Colleen Sorensen, who spearheaded the effort almost a decade ago as a part of her Northern Arizona University master’s degree, agreed, noting that a group of dedicated volunteers had put in hundreds of hours over the years.

For the past seven years or so, members of the community were able to rent a garden plot for $60 a year. The location offered “perfect sun,” Sorensen said, which helped to produce bumper crops of tomatoes, squash, peas and beans.

The produce went to private kitchens, as well as to local food banks.

SERIES OF OBSTACLES

Sorensen and Nowlin say a combination of difficulties led to the final decision this past fall that 2018’s gardening season would be the last.

Among the reasons for the decision: A steady stream of damage from vandalism; a secluded location that did not lend itself to community marketing; lack of community interest; and finally, the recent news that a new Hilton Garden Inn would soon be built on the adjoining land.

One of the challenges centered on Prescott’s demographics. “It’s a retirement town,” said Sorensen, who served as the original president of the garden and continued to tend to the growing through the years.

Even though a host of community organizations and schools pitched in over the years, she said, the garden never attracted the type of interest from young families that is common to other successful community gardens.

Sorensen and Nowlin say the garden’s location likely contributed to that.

While the quiet site off Granite Street, near the old railroad trestle, was initially seen as an attribute for the garden, the spot remained fairly unknown in the community.

Sorensen and Nowlin say they often heard from people who did not know the garden existed, and were unfamiliar with its location.

The off-the-beaten-path location also made the garden an easy target for vandals. “Slowly, over time, there’s been vandalism,” Sorensen said. “It was really frustrating.”

She and Nowlin added that the homeless population in the Granite Creek Park area “exploded” over the garden’s years of existence, likely contributing to the garden’s demise as well.

Eventually, Nowlin said, the gardeners – many of them female – no longer felt safe in the area, especially after dark.

Even though the organizers say the Prescott Police Department was attentive and sent regular bike patrols to the area, Nowlin said gardeners were ultimately advised that they should not be onsite after dusk.

HOTEL IMPACTS

While Sorensen and Nowlin say the imminent location of a Hilton Garden Inn so nearby was not the deciding factor for the garden’s dissolution, they said the expected construction activity from the hotel and other creekside improvements was one of the factors in the decision.

“I think we’re just done,” Sorensen said.

The garden organizers say city officials never encouraged them to leave the site, and they say the Prescott Recreation Services Department was always supportive.

Recreation Services Director Joe Baynes said he was disappointed to learn that the Community Garden was leaving the Granite Creek Park location.

“We wanted nothing but success for them,” Baynes said. “I’m equally sad they’re leaving.”

In recent action, the Prescott City Council approved a lease/purchase of city-owned land near the intersection of Montezuma and Sheldon streets for the development of a 101-room Hilton Garden Inn.

The project comes with accompanying improvements to the nearby railroad trestle and the Greenway Trails along Granite Creek and Miller Creek.

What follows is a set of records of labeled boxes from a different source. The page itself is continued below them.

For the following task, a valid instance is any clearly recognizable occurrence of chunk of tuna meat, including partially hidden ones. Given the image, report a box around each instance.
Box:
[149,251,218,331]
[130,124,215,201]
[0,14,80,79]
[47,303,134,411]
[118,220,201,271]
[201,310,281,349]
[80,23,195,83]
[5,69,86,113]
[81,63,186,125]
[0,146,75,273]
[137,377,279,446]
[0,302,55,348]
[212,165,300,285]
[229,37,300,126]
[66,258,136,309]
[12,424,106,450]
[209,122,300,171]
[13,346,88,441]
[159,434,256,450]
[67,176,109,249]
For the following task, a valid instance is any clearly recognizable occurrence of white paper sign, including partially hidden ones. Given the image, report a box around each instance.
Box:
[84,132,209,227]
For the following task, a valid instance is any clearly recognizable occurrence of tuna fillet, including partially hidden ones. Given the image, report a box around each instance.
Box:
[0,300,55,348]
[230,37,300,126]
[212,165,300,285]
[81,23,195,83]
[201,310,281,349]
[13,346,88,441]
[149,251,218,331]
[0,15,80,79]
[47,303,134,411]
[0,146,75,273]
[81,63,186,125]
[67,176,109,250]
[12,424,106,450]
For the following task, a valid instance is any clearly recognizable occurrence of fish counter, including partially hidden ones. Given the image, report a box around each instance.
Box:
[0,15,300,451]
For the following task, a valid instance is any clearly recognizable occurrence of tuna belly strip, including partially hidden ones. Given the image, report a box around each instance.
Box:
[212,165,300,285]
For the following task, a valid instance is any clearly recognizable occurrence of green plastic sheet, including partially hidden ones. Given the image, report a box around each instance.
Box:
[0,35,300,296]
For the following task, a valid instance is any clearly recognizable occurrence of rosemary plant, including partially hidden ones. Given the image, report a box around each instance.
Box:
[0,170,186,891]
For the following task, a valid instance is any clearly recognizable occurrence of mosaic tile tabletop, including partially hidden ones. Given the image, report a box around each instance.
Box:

Baynes said some type of garden is still planned to be a part of that.

With the departure of the Community Garden, Baynes said the city will be looking for another gardening effort for the location – possibly a “demonstration of a farm-to-table” growing.

The Prescott Farmers Market could be involved, Baynes said, although the details have yet to be worked out.

Bayne said he hopes another community garden effort will start up at a different Prescott location. “I don’t know if it’s a city function, but I do believe a community garden is an important part of the community,” he said.